Anthracnose of chilli (Capsicum annuum L.) caused by Colletotrichum capsici is a major fungal disease in Bangladesh. In this study, the causal pathogen was identified based on symptoms, morphological characteristics including fruiting bodies, conidia as well as pathogenicity test. Among the eleven chilli cultivars tested in this study all the cultivars except V8 /comilla-2 were found to be susceptible by C. capsici. However, the incidence of anthracnose was varied from 2.06-17.17% depending on the cultivar while the highest incidence were found in V9 /kustia followed by V4 /Jamalpur and V1/BARI Marich-1. Moreover, the fruit infection at the matured stage was recorded as 2.53 to 11.57% while highest was in V6 /chandpur and the lowest was in V8 /comilla-2. Due to anthracnose infection plant height and canopy diameter reduction were recorded as 0 to 36.39% and 0 to 35.74%, respectively while lowest was in V8 /comilla-2 and highest was in V1/BARI Marich-1. Marketable yield lose were observed as 2.53 to 11.57% after C. capsici infection where highest was recorded in V6/chandpur and lowest was in V8/comilla- Based on the result of field performance it seemed that field resistance was found in V8/commilla- 2 variety against anthracnose.

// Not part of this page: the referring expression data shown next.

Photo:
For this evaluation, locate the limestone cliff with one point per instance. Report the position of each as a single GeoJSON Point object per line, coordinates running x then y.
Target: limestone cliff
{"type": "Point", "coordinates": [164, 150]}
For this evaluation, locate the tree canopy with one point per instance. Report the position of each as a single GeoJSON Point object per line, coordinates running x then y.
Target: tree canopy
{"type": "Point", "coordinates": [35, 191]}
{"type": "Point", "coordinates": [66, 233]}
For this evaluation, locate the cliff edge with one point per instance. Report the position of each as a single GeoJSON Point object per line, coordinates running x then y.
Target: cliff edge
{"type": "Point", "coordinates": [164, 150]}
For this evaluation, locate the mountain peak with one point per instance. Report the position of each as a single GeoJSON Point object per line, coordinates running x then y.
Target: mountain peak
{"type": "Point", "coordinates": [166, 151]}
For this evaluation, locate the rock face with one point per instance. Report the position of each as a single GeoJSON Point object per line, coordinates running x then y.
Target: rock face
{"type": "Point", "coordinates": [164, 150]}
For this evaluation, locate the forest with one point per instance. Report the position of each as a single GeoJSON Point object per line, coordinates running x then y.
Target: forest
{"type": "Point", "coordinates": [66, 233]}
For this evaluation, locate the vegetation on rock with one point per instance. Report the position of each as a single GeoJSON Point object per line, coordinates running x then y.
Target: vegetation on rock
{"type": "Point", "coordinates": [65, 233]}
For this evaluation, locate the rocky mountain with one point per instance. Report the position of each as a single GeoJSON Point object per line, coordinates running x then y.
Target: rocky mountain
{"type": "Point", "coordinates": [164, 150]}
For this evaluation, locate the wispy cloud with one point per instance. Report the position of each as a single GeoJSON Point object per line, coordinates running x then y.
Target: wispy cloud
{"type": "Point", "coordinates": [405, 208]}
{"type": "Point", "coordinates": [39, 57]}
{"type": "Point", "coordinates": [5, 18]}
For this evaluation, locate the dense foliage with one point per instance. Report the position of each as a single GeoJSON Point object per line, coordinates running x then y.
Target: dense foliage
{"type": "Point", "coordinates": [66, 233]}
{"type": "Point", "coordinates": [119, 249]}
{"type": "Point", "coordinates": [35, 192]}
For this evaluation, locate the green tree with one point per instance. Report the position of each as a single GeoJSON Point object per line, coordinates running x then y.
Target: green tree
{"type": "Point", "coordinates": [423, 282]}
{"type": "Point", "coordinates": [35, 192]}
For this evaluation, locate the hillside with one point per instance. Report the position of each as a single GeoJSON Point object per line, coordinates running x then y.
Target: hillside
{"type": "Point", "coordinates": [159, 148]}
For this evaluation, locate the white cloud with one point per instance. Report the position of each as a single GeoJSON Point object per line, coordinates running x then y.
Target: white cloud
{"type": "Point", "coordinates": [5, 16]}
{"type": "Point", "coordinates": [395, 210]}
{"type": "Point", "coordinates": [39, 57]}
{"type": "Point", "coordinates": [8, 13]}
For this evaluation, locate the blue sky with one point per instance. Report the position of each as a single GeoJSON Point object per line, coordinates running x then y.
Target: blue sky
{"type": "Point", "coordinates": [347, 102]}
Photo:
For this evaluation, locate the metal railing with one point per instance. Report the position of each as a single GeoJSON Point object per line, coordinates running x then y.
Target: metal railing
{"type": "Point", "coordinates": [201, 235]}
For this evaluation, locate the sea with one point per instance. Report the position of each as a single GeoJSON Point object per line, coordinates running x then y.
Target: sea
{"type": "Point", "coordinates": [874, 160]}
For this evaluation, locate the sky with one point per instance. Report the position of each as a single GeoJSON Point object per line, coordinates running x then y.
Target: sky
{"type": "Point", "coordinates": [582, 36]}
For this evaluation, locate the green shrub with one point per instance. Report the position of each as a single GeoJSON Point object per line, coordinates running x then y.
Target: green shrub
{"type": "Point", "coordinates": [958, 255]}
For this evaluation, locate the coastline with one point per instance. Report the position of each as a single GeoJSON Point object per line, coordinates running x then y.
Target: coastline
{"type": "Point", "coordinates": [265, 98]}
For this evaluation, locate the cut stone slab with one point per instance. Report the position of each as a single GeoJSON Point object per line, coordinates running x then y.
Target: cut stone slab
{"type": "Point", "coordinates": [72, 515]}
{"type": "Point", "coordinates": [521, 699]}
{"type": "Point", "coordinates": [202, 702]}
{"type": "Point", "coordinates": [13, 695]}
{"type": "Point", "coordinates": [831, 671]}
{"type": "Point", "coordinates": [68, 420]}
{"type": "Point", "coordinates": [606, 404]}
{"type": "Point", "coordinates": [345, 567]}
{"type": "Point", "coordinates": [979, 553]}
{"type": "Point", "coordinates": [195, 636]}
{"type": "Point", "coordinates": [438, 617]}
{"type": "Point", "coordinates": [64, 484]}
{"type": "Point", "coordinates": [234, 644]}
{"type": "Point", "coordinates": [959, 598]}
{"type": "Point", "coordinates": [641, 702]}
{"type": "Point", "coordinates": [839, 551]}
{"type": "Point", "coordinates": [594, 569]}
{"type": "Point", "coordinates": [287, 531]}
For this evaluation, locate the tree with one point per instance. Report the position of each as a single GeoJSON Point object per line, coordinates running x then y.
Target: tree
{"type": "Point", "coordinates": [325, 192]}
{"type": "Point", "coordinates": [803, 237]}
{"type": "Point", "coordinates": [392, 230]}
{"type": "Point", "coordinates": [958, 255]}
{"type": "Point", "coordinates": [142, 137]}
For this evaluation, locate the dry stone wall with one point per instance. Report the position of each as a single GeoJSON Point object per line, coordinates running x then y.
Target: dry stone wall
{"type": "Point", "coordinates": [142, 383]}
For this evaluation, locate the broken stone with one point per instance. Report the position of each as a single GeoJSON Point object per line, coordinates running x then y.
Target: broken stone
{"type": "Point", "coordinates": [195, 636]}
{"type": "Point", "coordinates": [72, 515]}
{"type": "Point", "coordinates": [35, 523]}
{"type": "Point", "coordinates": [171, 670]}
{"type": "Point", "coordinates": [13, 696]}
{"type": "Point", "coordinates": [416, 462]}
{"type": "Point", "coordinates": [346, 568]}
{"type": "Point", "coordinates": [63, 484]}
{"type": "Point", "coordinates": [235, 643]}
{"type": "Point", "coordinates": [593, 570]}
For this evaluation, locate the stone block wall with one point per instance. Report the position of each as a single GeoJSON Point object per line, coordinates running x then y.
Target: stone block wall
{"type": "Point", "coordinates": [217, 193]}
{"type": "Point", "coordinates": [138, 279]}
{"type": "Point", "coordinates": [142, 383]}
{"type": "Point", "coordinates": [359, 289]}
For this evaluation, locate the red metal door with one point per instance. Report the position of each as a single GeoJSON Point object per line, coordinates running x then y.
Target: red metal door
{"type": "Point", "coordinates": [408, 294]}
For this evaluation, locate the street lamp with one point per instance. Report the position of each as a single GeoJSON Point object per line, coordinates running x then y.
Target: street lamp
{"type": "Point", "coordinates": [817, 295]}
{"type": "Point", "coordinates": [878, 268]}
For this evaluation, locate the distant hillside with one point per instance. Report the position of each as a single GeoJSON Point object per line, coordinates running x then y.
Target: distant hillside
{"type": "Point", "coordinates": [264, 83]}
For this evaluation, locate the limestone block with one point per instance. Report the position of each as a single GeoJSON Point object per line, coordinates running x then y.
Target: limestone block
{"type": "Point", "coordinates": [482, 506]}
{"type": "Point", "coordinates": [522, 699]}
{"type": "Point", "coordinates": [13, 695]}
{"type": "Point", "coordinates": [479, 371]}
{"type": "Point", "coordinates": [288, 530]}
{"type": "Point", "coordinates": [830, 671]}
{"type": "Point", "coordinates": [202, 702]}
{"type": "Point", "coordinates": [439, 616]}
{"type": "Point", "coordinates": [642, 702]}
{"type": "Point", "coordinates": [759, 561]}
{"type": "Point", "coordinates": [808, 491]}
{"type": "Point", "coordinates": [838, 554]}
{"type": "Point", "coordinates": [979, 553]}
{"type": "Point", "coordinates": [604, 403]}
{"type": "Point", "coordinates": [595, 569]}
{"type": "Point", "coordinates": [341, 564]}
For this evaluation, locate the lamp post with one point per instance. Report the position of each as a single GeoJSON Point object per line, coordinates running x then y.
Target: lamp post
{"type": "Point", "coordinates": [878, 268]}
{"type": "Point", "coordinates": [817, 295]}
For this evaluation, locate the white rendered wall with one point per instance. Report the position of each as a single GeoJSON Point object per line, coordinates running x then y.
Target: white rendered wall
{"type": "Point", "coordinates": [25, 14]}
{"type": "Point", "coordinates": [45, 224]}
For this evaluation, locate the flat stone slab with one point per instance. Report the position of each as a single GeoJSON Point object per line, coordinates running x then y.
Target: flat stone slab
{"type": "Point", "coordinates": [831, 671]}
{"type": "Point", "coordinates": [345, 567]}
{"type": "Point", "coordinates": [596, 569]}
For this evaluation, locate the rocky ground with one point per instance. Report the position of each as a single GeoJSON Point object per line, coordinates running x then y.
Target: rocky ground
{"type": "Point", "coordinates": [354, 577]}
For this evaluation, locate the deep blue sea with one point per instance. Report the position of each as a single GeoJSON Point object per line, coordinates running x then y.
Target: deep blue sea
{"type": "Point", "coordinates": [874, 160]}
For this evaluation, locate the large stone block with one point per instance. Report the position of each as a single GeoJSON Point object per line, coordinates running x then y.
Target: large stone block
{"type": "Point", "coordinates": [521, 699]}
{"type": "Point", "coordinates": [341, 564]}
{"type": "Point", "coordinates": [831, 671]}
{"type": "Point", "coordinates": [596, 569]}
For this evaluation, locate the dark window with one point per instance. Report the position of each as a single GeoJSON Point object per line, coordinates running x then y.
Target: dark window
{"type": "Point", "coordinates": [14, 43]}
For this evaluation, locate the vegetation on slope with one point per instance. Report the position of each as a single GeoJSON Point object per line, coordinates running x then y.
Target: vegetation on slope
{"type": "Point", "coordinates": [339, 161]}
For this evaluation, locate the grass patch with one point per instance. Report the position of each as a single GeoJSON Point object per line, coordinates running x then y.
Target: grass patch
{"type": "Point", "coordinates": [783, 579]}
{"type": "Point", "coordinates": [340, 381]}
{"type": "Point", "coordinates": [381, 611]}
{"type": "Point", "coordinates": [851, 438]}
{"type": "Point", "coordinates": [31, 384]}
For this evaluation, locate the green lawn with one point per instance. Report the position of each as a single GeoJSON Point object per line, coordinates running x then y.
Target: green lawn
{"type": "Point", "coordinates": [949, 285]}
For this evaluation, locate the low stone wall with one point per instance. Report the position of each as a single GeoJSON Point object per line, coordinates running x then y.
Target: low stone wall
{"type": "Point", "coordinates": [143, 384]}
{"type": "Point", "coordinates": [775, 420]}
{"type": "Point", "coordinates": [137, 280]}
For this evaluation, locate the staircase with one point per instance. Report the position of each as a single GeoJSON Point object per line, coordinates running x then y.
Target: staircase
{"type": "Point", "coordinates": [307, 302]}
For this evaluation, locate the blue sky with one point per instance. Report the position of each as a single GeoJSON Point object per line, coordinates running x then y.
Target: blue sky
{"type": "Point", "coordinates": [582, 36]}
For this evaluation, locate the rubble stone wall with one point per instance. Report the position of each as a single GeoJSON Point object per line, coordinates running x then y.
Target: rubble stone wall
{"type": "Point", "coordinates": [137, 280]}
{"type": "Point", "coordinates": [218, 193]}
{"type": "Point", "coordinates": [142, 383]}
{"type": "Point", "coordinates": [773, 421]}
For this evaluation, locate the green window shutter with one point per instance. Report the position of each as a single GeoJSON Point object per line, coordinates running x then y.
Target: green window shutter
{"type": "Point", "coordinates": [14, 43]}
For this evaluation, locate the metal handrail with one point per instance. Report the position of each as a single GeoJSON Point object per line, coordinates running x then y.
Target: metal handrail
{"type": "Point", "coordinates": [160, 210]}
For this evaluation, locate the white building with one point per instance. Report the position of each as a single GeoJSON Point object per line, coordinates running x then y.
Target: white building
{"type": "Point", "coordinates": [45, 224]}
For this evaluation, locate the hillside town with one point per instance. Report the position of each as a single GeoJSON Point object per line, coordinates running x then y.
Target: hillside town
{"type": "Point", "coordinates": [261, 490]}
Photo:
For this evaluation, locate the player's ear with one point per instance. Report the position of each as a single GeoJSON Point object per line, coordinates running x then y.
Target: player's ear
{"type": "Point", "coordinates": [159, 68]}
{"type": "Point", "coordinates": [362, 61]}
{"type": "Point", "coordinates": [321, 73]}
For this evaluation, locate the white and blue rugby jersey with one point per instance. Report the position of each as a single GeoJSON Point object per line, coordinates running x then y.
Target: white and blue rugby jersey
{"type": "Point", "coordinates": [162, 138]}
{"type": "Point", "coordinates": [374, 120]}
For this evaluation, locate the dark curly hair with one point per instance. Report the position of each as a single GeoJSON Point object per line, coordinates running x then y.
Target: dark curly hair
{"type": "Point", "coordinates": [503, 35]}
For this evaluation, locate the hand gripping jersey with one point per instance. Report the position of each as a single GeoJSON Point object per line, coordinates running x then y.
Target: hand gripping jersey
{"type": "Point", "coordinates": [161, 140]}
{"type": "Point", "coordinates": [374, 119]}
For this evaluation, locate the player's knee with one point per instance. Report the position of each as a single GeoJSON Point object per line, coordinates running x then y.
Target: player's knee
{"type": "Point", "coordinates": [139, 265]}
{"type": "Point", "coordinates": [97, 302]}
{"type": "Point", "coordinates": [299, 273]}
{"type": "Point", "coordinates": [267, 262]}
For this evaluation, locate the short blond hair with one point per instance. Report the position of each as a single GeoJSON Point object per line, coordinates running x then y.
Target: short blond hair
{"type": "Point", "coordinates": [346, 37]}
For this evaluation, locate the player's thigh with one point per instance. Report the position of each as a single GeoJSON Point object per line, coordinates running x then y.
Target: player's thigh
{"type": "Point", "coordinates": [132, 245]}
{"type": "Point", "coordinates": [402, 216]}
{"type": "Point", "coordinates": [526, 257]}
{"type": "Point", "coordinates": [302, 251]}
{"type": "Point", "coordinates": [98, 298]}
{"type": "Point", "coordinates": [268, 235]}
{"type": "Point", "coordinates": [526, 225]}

  Chilli, Anthracnose, Colletotrichum capsici
  Research farm of Bangabandhu Sheikh Mujibur Rahman Agricultural University (BSMRAU), Bangladesh
  00-11-2006
  00-05-2007
  Variety and Species
  Chilli

To identify the casual pathogen of chilli anthracnose/die back or ripe fruit rot including its incidence under field condition, marketable yield loss and screen the chilli cultivars to find out the resistant source which is the prereqisite before development and deployment of resistant varieties.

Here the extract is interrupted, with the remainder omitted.